Tipps

  • Förderung. Wenn Sie Teile Ihres Brutto­gehalts in eine Betriebs­rente stecken, sparen Sie Steuern und Sozial­abgaben. Sie können so bis zu 2 544 Euro im Jahr investieren. Zusätzlich können Sie noch einmal 1 800 Euro steuerfrei in die betriebliche Alters­vorsorge stecken. Dies lohnt sich vor allem, wenn Sie sehr viel verdienen und hohe Steuern zahlen. Sozial­abgaben können Sie wegen Ihres hohen Einkommens über der Beitrags­bemessungs­grenze ohnehin nicht mehr sparen.
  • Rendite. Ein Euro für die Firmenrente bringt Ihnen durch die Förderung bei gleicher Wert­entwick­lung mehr als die gleiche Einzahlung in eine private Renten­versicherung. Die Rechnung geht auf, obwohl Ihre Betriebs­rente im Alter voll steuer­pflichtig ist und Sie darauf Kranken- und Pflege­versicherungs­beiträge zahlen, wenn Sie gesetzlich versichert sind.

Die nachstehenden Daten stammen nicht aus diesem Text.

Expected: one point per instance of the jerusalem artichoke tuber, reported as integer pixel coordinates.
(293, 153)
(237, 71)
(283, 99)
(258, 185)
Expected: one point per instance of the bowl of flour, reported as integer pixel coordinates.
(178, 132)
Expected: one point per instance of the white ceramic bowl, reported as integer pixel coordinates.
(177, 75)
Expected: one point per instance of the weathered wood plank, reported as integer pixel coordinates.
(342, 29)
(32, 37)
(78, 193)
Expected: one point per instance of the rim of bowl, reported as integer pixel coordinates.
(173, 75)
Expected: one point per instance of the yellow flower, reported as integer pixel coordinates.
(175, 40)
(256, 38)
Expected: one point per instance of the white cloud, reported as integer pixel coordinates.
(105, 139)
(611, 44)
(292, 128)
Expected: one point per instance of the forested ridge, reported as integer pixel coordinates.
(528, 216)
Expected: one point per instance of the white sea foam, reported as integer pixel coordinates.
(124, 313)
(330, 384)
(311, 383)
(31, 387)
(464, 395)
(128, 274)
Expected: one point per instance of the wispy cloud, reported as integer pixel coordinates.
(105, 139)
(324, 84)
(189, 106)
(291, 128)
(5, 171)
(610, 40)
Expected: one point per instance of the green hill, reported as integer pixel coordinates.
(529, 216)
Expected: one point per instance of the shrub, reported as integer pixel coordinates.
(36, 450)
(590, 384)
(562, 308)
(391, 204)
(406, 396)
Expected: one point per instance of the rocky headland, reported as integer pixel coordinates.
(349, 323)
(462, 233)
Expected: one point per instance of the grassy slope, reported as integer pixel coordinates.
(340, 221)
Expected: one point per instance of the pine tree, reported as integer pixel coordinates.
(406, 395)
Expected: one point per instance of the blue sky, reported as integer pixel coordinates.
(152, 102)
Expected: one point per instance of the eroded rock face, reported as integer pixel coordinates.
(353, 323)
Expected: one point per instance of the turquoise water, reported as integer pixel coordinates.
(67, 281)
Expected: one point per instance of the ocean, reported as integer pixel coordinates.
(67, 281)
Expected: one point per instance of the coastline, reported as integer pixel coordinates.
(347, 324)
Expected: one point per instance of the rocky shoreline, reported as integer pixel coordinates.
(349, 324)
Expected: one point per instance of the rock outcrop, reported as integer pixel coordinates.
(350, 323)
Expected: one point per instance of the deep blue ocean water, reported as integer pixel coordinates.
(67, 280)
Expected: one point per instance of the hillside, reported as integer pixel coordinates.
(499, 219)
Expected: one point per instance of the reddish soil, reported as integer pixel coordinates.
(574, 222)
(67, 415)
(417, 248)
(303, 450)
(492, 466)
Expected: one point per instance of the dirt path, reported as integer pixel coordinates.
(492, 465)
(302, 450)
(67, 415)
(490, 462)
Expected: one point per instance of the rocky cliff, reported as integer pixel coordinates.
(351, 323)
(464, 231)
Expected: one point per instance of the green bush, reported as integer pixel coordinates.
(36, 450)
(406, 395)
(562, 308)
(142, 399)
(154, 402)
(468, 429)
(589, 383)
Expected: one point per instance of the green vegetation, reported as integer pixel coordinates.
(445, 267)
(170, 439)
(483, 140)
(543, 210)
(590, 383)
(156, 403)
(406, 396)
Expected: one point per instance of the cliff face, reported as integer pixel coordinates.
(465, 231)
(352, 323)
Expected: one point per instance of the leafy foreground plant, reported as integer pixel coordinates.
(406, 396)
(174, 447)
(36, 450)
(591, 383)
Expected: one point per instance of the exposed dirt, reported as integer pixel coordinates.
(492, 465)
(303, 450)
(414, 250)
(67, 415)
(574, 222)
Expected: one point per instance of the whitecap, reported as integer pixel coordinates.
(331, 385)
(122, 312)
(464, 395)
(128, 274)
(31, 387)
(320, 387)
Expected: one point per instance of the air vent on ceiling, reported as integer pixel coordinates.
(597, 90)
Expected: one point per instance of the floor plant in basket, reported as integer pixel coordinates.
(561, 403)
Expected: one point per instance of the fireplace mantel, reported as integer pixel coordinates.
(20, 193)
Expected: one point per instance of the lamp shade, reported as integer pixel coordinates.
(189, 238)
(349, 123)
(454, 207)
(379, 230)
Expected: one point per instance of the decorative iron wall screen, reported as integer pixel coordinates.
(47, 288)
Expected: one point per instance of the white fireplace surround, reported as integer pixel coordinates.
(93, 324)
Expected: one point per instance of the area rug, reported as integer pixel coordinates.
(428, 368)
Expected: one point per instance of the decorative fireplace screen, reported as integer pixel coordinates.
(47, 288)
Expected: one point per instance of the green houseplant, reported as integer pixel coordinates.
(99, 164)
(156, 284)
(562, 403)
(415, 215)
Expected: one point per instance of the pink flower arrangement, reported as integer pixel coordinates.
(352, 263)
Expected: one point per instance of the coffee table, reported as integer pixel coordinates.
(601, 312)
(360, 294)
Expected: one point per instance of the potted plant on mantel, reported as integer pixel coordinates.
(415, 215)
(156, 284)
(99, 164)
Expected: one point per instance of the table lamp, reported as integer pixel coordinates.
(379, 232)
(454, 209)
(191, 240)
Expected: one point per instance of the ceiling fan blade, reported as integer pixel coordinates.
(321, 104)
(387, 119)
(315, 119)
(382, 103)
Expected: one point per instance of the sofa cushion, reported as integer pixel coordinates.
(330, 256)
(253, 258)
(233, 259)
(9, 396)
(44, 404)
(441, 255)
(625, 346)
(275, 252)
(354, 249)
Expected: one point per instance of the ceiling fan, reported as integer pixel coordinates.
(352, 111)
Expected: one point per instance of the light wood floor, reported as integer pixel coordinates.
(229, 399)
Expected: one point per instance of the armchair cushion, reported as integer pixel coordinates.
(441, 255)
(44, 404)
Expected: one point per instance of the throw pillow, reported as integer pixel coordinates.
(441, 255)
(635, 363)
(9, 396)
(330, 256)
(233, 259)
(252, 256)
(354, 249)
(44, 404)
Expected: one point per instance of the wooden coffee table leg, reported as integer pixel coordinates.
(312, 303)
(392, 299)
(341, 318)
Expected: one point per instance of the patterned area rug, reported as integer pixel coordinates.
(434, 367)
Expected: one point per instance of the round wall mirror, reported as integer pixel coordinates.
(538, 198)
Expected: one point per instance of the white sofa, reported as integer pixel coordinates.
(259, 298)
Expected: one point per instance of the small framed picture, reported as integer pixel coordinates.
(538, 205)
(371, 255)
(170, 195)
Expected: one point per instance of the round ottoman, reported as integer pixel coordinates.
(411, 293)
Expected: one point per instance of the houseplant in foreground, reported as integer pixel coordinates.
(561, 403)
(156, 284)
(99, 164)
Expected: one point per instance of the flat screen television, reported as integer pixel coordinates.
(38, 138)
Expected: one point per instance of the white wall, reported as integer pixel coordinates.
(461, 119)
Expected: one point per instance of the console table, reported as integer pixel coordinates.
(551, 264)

  • Arbeit­geber. Erkundigen Sie sich, ob und wie viel Ihr Arbeit­geber zu einer betrieblichen Alters­vorsorge durch Entgelt­umwandlung dazu­geben würde. Viele Firmen steuern zumindest den Betrag bei, den sie selbst damit sparen. Denn auf die Vorsorgebeiträge aus dem Brutto­gehalt muss auch der Arbeit­geber keine Sozial­abgaben zahlen.
  • Jobwechsel. Ab 2005 begonnene Betriebs­renten per Pensions­fonds, -kasse oder Direkt­versicherung können Sie auf eine neue Firma über­tragen. Das erleichtert die Fortführung einer Betriebs­rente beim Jobwechsel. Vieles funk­tioniert auch durch freiwil­lige Absprachen oder branchen­über­greifende Anbieter. Sie können die Rente aber auch stehenlassen und bei Ihrem neuen Arbeit­geber noch eine neue beginnen.
  • Invaliditäts­schutz. In Betracht ziehen sollten Sie als Invaliditäts­schutz nur eine Beitrags­befreiung bei Berufs­unfähigkeit. Die kostet wenig und Ihre Betriebs­rente wächst dann im Ernst­fall weiter.
  • Eltern­zeit. Wenn Sie Ihre Berufs­tätig­keit wegen Eltern­zeit unter­brechen, können Sie später wieder in die Betriebs­rente einzahlen. Sie können während der Eltern­zeit auch privat weiter Beiträge leisten, dann aber ohne Steuer­vorteil.
  • Unterlagen. Lassen Sie sich alle Unterlagen zum Vorsorgever­trag geben, über die der Vertreter der Pensions­kasse oder Ihr Arbeit­geber mit Ihnen spricht. Wichtig sind beispiels­weise individuelle Berechnungen, die für Sie gemacht werden. Diese können bei Streitig­keiten um Ansprüche später wichtige Beweisstücke sein.